A commercial learner’s permit (CLP) is a permit given by the state that authorizes you to practice driving a commercial motor vehicle. Obtaining a CLP is the first step towards earning a commercial driver’s license.
CDL Endorsements and restrictions
Whether you have a Class A, B, or C CDL, you will want to know about the different endorsements and restrictions.
As pointed out by ny-defense.com, CDL endorsements are essential for commercial drivers to operate special types of commercial motor vehicles (CMVs). Outside of Class A, B, or C CDL requirements, there are additional tests to obtain CDL endorsements.
Types of endorsements
The following are some CDL endorsements you may pursue:
H endorsement – required to operate a vehicle that contains hazardous materials.
N endorsement – allows CDL drivers to operate a tank vehicle (a vehicle that transports liquids or gasses.
P endorsement – needed to operate a vehicle that seats 16 or more people, including the driver
S endorsement – allows drivers to operate a school bus. Before obtaining an S endorsement, a P endorsement must be earned.
T endorsement – necessary for CDL drivers looking to tow a double or triple trailer.
X endorsement – a combination endorsement for tank vehicles and hazardous materials.

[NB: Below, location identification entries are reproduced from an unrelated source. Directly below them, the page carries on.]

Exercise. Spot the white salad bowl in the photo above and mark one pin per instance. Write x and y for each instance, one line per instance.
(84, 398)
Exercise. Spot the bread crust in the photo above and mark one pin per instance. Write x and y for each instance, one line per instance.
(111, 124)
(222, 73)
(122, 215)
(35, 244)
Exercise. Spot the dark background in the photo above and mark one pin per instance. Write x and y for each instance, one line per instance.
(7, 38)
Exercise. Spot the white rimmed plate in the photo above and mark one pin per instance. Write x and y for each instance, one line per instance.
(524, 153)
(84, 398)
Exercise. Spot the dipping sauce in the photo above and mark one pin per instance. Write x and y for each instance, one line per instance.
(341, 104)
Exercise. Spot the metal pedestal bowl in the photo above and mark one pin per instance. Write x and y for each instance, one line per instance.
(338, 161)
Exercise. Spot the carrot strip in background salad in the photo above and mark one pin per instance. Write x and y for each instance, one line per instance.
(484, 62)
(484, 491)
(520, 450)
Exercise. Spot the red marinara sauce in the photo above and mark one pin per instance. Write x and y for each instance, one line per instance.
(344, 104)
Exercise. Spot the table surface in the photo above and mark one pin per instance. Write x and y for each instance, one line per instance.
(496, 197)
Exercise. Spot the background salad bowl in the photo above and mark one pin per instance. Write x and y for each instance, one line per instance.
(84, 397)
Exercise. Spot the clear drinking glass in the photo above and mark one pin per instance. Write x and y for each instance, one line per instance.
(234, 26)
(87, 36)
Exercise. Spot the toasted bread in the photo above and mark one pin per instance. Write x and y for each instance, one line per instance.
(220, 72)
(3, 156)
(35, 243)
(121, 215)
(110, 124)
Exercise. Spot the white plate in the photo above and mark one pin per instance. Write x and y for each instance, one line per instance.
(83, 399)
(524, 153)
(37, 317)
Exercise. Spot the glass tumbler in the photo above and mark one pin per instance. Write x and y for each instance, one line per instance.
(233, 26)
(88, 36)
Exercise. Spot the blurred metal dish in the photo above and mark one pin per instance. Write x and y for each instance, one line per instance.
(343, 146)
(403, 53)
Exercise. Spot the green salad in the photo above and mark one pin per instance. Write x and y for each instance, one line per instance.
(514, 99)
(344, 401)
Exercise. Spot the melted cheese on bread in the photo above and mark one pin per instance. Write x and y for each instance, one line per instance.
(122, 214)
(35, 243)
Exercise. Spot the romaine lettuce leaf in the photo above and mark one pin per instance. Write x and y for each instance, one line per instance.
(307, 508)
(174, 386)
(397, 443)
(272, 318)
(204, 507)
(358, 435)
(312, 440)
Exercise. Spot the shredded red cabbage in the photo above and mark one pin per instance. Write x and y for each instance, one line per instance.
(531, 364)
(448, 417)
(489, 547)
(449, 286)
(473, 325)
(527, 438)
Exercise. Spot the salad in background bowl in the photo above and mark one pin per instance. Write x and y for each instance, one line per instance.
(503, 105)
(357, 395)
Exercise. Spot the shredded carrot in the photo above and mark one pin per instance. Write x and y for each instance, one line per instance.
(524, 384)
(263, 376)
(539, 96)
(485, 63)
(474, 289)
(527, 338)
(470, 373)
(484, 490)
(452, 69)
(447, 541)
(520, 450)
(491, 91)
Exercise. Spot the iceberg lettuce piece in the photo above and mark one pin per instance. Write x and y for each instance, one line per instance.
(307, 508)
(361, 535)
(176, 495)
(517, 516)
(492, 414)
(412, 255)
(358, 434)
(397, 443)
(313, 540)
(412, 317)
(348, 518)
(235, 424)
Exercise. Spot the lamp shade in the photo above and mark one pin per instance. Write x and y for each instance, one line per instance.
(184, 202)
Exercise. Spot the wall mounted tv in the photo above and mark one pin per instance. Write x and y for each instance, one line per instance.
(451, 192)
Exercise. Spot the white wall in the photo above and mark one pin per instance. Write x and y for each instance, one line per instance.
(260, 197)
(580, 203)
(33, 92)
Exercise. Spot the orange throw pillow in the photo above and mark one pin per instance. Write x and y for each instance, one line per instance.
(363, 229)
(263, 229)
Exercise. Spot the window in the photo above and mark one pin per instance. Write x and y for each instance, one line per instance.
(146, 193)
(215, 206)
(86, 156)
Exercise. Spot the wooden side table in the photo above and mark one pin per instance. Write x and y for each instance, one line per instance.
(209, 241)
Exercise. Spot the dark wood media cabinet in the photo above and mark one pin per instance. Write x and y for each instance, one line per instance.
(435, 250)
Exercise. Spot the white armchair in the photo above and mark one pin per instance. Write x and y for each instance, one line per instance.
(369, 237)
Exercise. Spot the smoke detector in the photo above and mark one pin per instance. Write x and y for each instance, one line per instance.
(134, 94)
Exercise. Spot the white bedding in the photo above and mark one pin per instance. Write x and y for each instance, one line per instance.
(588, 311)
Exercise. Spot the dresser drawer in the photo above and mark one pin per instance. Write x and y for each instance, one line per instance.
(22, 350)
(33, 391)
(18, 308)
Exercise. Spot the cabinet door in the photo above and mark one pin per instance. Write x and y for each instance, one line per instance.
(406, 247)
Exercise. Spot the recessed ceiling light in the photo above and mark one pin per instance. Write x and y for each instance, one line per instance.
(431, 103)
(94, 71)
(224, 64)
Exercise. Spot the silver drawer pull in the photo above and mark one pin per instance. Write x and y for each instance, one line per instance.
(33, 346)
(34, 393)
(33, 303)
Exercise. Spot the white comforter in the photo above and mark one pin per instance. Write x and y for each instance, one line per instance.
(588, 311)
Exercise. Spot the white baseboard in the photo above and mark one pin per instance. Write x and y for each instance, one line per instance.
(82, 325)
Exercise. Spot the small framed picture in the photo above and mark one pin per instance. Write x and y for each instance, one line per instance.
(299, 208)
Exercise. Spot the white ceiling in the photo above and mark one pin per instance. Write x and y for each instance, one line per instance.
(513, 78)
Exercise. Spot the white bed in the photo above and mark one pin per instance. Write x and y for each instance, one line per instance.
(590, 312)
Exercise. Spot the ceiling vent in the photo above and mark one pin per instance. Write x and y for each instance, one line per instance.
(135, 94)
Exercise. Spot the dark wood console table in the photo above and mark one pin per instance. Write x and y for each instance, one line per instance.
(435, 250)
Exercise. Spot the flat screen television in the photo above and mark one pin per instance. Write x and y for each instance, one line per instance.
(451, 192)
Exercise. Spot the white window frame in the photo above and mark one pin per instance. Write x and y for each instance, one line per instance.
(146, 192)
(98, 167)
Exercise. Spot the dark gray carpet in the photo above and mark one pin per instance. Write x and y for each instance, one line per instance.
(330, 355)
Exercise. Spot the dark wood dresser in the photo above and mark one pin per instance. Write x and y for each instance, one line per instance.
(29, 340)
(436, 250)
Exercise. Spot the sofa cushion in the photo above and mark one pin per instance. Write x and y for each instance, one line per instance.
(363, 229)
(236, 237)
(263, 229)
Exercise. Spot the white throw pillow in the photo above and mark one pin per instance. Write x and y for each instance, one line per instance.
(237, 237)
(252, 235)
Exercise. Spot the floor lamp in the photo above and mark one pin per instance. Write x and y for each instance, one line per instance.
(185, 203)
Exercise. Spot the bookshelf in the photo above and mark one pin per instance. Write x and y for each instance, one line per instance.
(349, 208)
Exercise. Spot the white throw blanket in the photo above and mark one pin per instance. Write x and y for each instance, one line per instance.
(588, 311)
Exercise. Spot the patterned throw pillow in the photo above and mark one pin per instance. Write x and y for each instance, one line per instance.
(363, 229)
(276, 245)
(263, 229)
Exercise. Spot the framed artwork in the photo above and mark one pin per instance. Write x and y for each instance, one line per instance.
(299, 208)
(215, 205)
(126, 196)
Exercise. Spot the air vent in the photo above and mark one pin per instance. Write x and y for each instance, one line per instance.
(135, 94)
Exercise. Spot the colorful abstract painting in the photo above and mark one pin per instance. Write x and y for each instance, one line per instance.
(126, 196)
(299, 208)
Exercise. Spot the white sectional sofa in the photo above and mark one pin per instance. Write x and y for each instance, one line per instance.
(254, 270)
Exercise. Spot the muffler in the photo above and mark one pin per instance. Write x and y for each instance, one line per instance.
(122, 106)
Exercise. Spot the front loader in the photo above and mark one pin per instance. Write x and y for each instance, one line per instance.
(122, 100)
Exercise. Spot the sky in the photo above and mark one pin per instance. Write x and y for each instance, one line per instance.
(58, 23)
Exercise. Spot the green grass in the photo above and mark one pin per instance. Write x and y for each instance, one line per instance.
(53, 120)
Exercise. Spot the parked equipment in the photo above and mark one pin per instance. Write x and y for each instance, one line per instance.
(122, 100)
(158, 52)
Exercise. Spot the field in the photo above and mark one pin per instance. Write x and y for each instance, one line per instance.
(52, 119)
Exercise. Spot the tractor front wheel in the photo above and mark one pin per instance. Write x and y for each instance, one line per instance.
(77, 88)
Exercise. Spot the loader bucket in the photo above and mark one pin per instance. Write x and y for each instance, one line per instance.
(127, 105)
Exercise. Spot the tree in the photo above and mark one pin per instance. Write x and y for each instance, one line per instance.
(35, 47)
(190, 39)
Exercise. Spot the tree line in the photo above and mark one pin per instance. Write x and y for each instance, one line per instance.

From discussions on the same at ny-defense.com, CDL restrictions prohibit the operation of certain types of CMVs. The restriction code is placed on the CDL.
When are restrictions issued?
Drivers who are unable to meet certain requirements have certain restrictions placed on their CDLs. This prohibits them from driving certain vehicles.
Types of restrictions
The following are some CDL restrictions that may be issued:
E restriction – prohibits CDL truck drivers from operating a vehicle with a manual transmission. If a skills test is performed with an automatic transmission, an E restriction will be issued.
L restriction – prohibits the operation of a vehicle with a full air brake system. If the skills test isn’t taken with a full air brake system, air brake systems aren’t properly checked, or air brake system components aren’t properly identified, an L restriction will be issued.
M restriction – indicates that a driver can only operate a Class B or C passenger vehicle or school bus.
N restriction – indicates that a driver can only operate a Class C passenger vehicle or school bus.
O restriction – prohibits drivers from driving a Class A vehicle with a fifth-wheel connection.
V restriction – issued when a driver has a medical variance, reported by the Federal Motor Carrier Safety Administration. This includes hearing, diabetes, seizure, or vision impairment.
Z restriction – prohibits drivers from operating a CMV equipped with full air brakes.